Light through dozens of windows
played over the clean white walls
and stairs and banisters of maple wood.
At the back of the house was the view
over the watery road of the canal
and all the wildlife that lived along it.
The night before the movers came
I made a dinner of triple tail
baked with butter and lemon,
roast potatoes and asparagus,
green salad with tomato,
avocado, and goat cheese—
one last meal to add to
the memorable meals over the years.
Later that night I swam in the pool
in the warm September rain,
while my husband shot pool
in the next room.
Through the glass doors I glimpsed him
aiming the cue, heard
the clicks of balls being struck.
I dove underwater,
submerged in a sweet,
Dense night, falling rain
on warm water, the air so full
of rain it was like water.
Just before everyone left,
I discovered the bookends
interspersed between the books
that no one was taking
and recognized my father-in-law’s handiwork
in the blocks of wood four inches square,
each fastened at right angles with two screws
to a square of aluminum.
Made with care, using materials at hand,
the squares of wood sanded and stained,
and the squares of aluminum sanded, too,
so they would slide smoothly
between book and bookshelf.
Presented with the bookends,
my husband dated them from his father’s
grad student days, when short on money,
with mechanical abilities and cultivated tastes,
he made a pair of floor lamps
from salad bowls and ski poles painted black,
with tubular linen shades.
In so much of what he did,
My father-in-law exhibited a painful perfection
that was hard to live up to, hard to live with.
In their serenity and simplicity,
these beautiful objects he made
reveal nothing of his struggles.
A GIRL WHO FELL IN LOVE WITH AN ISLAND
I thought I saw the ghost of myself
as I was at the age of 27,
standing up on a bicycle, peddling uphill,
long hair streaming behind her.
She smiled as she passed me in the twilight
and wished me a good evening.
On the back of her bike was
a milk crate for hauling things,
the same as I once had.
She was wearing flip-flops
and a loose wrapped skirt.
I had seen her on the beach,
making salutations to the setting sun
over the sea in a reflected fire
of blazing gold and rose embers.
I hadn’t wanted to interrupt her,
or show her to herself thirty years older.
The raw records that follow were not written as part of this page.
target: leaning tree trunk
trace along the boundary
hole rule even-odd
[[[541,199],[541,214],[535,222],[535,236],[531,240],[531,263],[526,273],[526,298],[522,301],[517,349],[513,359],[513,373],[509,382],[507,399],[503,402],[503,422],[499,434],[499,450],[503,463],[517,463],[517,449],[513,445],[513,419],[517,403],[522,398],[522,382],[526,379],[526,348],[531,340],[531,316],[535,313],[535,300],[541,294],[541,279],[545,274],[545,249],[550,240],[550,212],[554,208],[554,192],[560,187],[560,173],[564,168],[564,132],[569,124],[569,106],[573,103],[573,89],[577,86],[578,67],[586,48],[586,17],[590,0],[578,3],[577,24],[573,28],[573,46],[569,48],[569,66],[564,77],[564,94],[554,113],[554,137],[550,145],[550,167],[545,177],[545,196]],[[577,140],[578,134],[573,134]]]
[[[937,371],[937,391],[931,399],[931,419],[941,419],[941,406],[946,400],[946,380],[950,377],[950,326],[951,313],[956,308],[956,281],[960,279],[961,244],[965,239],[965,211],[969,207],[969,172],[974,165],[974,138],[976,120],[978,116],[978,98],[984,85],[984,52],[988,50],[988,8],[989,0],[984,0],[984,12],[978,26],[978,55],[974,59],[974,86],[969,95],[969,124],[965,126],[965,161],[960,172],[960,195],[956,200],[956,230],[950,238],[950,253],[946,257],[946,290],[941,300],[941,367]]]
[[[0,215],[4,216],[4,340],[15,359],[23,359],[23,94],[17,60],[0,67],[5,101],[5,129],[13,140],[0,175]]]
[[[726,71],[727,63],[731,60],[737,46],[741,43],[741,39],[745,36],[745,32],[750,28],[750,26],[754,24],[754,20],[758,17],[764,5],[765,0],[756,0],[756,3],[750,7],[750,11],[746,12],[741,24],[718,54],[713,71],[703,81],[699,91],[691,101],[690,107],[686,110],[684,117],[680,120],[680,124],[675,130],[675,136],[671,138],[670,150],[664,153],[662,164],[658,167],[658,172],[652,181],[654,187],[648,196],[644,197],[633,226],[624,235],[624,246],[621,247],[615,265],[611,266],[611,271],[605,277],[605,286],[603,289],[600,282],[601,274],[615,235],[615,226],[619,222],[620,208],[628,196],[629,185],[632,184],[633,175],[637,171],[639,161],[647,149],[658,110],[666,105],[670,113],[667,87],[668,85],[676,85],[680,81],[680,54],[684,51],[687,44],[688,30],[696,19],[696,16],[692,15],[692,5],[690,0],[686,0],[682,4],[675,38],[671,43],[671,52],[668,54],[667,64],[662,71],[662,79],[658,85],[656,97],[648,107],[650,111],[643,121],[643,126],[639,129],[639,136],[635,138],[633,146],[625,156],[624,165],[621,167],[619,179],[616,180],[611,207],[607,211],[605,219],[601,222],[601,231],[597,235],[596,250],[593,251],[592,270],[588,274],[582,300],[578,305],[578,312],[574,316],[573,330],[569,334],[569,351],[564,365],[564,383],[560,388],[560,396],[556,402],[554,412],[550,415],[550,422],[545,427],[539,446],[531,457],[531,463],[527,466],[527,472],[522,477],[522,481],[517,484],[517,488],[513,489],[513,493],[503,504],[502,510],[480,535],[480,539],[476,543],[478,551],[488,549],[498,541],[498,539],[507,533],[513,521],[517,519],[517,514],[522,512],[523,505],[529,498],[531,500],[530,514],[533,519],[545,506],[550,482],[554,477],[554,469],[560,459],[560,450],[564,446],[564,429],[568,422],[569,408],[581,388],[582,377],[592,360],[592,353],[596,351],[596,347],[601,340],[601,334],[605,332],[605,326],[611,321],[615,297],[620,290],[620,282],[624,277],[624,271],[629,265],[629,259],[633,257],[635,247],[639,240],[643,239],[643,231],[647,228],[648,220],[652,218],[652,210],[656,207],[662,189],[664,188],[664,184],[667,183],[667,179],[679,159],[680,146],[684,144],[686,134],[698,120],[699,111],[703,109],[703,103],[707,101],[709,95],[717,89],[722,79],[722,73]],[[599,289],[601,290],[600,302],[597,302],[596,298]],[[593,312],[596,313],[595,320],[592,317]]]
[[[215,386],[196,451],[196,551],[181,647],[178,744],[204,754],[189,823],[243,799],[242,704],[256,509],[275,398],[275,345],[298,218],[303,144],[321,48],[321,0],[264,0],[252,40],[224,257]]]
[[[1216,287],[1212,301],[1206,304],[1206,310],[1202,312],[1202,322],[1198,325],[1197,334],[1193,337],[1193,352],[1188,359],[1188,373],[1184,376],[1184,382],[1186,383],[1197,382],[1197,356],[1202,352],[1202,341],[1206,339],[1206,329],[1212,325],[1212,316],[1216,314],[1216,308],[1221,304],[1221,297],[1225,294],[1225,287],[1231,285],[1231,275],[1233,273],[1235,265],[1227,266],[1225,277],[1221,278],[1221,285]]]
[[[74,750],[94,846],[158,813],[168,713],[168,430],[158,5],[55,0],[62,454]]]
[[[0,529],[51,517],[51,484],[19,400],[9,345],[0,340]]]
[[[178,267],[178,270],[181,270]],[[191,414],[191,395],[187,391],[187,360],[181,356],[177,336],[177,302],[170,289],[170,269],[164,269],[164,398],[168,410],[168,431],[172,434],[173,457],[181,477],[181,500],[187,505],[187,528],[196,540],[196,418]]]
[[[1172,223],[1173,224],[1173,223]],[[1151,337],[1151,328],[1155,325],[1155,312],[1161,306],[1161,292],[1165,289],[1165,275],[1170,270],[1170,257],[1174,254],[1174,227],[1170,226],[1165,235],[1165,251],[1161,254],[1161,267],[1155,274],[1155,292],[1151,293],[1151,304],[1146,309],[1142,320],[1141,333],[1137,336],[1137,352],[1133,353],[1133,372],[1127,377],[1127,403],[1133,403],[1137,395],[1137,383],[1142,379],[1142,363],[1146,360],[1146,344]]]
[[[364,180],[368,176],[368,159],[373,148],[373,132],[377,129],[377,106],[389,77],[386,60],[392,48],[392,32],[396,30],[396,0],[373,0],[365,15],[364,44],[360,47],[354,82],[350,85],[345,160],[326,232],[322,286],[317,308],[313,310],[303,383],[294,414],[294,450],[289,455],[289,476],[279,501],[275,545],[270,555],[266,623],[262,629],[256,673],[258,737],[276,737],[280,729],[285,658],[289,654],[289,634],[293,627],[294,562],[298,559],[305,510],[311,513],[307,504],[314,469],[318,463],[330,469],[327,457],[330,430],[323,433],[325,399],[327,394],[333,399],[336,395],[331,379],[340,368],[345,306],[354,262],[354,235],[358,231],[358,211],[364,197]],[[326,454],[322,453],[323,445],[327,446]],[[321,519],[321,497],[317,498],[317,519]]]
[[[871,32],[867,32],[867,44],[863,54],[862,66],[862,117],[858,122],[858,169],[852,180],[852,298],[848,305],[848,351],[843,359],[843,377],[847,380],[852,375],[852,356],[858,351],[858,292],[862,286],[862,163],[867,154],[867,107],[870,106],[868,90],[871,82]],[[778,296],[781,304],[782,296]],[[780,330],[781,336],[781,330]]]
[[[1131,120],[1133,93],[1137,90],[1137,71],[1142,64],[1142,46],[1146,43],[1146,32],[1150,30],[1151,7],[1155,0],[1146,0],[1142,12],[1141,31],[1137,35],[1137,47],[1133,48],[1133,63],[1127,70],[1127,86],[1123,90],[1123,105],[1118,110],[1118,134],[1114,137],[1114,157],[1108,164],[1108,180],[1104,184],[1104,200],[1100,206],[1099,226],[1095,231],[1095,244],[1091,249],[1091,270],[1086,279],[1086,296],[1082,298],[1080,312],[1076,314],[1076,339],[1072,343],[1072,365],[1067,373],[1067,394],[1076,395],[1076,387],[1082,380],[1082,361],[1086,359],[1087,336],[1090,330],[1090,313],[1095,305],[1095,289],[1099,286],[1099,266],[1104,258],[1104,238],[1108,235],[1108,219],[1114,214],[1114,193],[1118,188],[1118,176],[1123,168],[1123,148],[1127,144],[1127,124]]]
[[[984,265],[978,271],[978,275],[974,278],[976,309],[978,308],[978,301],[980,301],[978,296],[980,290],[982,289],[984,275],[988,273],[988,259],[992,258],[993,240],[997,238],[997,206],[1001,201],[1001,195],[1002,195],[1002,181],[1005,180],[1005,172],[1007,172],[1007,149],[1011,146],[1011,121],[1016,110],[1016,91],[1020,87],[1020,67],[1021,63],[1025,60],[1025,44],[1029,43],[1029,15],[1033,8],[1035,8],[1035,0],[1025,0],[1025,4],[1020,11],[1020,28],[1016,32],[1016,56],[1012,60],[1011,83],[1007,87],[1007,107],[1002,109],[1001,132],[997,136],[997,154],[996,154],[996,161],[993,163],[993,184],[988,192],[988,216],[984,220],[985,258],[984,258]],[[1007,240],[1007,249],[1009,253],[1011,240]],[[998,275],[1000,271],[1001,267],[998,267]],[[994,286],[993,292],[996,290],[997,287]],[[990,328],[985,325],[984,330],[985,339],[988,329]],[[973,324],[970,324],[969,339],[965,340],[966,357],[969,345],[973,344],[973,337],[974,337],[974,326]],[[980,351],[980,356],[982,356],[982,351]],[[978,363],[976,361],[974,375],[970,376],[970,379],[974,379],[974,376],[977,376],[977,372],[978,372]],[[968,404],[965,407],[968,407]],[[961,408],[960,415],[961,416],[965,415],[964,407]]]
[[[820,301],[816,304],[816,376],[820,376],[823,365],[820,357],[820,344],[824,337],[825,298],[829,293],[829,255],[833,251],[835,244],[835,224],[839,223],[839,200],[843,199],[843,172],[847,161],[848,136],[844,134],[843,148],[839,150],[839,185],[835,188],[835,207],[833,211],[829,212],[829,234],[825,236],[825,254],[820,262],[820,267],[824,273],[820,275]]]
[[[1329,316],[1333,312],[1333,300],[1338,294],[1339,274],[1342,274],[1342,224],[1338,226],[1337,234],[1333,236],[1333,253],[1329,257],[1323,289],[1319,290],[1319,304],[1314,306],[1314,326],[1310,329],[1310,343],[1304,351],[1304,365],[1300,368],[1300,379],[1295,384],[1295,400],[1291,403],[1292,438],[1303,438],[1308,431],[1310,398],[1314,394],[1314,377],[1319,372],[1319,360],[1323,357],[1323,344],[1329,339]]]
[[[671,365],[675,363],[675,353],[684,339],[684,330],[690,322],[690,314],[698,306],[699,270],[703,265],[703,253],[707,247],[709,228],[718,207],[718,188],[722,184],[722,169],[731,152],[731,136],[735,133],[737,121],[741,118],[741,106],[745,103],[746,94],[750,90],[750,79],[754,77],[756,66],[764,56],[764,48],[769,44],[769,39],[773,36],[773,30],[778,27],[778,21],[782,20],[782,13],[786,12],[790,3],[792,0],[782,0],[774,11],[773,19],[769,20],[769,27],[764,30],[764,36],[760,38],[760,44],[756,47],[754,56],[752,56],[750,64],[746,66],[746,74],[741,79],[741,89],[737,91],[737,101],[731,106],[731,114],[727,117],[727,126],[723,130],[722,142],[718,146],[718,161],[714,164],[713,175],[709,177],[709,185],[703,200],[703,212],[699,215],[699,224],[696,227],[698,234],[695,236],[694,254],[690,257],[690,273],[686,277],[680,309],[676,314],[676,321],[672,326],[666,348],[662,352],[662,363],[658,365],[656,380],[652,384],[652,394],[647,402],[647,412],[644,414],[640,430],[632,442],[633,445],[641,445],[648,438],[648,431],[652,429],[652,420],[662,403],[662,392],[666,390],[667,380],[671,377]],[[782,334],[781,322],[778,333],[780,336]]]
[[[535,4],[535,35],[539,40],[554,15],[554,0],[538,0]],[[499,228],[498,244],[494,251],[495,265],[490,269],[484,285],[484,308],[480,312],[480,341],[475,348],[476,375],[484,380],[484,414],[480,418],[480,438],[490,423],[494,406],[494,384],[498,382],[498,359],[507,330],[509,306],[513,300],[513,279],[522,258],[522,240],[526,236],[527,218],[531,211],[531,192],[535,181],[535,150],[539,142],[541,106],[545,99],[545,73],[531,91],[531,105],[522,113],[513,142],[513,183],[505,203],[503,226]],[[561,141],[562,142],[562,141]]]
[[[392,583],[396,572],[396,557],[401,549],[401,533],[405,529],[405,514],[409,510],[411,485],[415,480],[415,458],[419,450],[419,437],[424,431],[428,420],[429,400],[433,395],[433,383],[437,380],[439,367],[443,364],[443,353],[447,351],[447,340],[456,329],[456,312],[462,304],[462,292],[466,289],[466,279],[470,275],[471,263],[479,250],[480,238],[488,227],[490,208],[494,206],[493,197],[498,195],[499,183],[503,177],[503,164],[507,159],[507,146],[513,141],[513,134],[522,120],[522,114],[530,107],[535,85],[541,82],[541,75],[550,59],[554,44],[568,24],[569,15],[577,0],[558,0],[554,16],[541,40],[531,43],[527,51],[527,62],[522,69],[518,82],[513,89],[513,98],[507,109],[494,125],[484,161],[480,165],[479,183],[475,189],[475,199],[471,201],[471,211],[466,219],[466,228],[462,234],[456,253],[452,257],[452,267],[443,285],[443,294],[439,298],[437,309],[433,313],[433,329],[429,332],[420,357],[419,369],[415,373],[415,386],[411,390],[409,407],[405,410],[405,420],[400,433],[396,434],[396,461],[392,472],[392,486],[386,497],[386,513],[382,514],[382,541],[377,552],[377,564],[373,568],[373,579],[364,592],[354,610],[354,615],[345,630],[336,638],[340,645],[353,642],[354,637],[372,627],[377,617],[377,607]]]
I was a girl who fell in love with an island.
Each time I’ve left here,
something of that quiet, introspective girl
has lingered behind and never left.
On visits when I come across her
she has never gotten any older.
In August I return in search of her,
wearing my oldest clothes, ones she wore,
worn and faded, softened by use.
Once again she and I are one
when I swim in the cove’s cold waters,
gazing up at the sea and sky
or diving underwater to watch
the dark kelps waving over the rocks.